# Joining and Appending DataFrames in PySpark HW

Now it's time to test your knowledge and further engrain the concepts we touched on in the lectures. Let's go ahead and get started.




**As always let's start our Spark instance.**

In [1]:
# import findspark
# findspark.init()

import pyspark  # only run after findspark.init()
from pyspark.sql import SparkSession

# May take awhile locally
spark = SparkSession.builder.appName("joins").getOrCreate()

cores = spark._jsc.sc().getExecutorMemoryStatus().keySet().size()
print("You are working with", cores, "core(s)")
spark

22/10/09 16:30:32 WARN Utils: Your hostname, masoud-ubuntu resolves to a loopback address: 127.0.1.1; using 192.168.7.139 instead (on interface wlp2s0)
22/10/09 16:30:32 WARN Utils: Set SPARK_LOCAL_IP if you need to bind to another address


Setting default log level to "WARN".
To adjust logging level use sc.setLogLevel(newLevel). For SparkR, use setLogLevel(newLevel).

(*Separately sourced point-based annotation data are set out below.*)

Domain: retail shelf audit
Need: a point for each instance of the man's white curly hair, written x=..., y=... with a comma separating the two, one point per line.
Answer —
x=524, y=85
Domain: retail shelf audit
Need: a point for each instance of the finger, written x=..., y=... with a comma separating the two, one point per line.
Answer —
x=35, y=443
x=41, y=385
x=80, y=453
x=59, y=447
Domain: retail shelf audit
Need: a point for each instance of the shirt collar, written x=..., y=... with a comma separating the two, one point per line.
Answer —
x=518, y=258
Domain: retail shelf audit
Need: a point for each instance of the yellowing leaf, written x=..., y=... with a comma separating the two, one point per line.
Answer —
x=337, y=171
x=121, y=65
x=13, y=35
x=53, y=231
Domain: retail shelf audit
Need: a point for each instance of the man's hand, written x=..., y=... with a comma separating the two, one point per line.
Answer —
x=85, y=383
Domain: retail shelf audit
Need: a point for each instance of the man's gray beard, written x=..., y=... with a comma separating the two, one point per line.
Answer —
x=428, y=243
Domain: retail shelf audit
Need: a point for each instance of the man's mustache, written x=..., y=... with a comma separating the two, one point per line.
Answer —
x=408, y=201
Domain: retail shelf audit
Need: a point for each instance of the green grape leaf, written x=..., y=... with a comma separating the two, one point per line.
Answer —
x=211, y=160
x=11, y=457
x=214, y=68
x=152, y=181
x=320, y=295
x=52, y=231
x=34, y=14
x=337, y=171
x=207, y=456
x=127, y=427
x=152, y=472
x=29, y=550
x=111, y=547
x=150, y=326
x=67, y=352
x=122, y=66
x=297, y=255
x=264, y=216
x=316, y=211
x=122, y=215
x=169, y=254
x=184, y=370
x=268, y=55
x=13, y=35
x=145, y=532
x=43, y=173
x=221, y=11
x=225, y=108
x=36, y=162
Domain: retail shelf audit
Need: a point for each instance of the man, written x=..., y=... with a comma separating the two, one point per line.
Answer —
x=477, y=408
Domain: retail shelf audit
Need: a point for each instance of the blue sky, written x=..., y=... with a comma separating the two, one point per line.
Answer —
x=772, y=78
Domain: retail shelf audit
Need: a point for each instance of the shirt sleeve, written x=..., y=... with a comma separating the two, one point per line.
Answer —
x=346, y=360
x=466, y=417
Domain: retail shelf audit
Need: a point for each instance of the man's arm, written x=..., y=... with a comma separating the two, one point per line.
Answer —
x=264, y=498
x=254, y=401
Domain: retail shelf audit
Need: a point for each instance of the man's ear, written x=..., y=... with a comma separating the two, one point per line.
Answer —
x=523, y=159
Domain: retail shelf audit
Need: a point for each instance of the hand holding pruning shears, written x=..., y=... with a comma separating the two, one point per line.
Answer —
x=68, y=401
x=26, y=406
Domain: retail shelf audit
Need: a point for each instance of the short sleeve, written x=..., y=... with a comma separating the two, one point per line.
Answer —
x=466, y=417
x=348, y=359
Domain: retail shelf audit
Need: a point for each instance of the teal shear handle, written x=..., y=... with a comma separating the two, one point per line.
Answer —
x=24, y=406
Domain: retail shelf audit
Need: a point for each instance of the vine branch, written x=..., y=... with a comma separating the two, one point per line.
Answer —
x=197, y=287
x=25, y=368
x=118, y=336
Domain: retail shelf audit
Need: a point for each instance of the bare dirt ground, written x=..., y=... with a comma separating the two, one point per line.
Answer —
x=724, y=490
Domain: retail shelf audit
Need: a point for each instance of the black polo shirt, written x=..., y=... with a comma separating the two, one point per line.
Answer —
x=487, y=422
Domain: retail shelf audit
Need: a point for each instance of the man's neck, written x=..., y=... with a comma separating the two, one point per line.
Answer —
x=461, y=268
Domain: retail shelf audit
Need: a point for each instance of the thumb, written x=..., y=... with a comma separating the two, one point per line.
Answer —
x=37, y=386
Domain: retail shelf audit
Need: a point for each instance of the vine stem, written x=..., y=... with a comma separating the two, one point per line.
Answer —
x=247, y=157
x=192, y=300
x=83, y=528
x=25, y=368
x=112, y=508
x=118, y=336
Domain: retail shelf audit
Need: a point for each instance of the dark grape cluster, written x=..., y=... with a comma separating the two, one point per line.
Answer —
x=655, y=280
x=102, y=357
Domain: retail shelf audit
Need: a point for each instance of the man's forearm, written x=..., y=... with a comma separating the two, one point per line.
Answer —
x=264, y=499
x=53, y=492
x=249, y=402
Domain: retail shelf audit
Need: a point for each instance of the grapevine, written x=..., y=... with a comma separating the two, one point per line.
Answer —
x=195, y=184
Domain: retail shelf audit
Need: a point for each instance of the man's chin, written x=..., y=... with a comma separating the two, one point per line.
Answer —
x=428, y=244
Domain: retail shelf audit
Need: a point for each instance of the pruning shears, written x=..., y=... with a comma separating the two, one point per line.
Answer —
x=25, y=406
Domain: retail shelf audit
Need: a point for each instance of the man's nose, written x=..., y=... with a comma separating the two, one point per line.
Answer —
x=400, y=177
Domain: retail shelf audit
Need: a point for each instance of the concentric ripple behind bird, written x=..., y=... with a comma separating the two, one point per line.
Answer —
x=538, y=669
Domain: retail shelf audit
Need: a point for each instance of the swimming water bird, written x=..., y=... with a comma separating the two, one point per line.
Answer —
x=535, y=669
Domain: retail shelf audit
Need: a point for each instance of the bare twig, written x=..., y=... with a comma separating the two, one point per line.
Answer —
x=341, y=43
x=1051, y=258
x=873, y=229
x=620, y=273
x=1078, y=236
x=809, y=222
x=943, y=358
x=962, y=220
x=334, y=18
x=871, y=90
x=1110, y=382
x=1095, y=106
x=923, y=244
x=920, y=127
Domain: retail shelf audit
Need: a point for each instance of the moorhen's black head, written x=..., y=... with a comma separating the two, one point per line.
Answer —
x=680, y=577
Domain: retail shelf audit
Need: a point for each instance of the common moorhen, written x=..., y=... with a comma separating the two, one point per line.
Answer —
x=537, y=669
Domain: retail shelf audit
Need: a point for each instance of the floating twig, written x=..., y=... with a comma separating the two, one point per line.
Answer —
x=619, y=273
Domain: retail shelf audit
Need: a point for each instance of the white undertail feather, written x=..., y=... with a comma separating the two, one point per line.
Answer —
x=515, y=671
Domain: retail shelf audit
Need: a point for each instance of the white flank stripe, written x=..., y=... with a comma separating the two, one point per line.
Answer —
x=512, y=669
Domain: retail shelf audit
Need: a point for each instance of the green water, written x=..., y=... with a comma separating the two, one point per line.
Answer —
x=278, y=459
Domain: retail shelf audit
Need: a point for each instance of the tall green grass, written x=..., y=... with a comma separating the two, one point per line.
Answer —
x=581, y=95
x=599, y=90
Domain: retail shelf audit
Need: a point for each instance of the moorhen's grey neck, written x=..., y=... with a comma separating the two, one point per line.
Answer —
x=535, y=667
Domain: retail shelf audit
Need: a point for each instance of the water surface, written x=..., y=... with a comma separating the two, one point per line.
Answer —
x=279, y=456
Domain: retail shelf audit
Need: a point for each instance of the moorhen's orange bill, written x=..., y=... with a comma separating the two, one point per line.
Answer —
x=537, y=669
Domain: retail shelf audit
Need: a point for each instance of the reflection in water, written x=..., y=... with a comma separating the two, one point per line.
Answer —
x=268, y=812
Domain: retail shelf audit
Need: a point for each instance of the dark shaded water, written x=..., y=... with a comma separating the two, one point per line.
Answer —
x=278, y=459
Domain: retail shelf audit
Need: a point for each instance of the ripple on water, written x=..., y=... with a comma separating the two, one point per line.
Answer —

22/10/09 16:30:33 WARN NativeCodeLoader: Unable to load native-hadoop library for your platform... using builtin-java classes where applicable
You are working with 1 core(s)


## Read in the database

Let continue working with our college courses dataframe to get some more insights and practice what we have learned!Let's read in the whole database using the loop function that we learned about in the lecture to automatically read in all the datasets from the uw-madision-courses folder (there are too many datasets to each one individually.

In [2]:
import os

path = "Datasets/uw-madison-courses/"

df_list = []
for filename in os.listdir(path):
    if filename.endswith(".csv"):
        filename_list = filename.split(".")  # separate path from .csv
        df_name = filename_list[0]
        df = spark.read.csv(path + filename, inferSchema=True, header=True)
        df.name = df_name
        df_list.append(df_name)
        exec(df_name + " = df")

# QA
print("Full list of dfs:")
print(df_list)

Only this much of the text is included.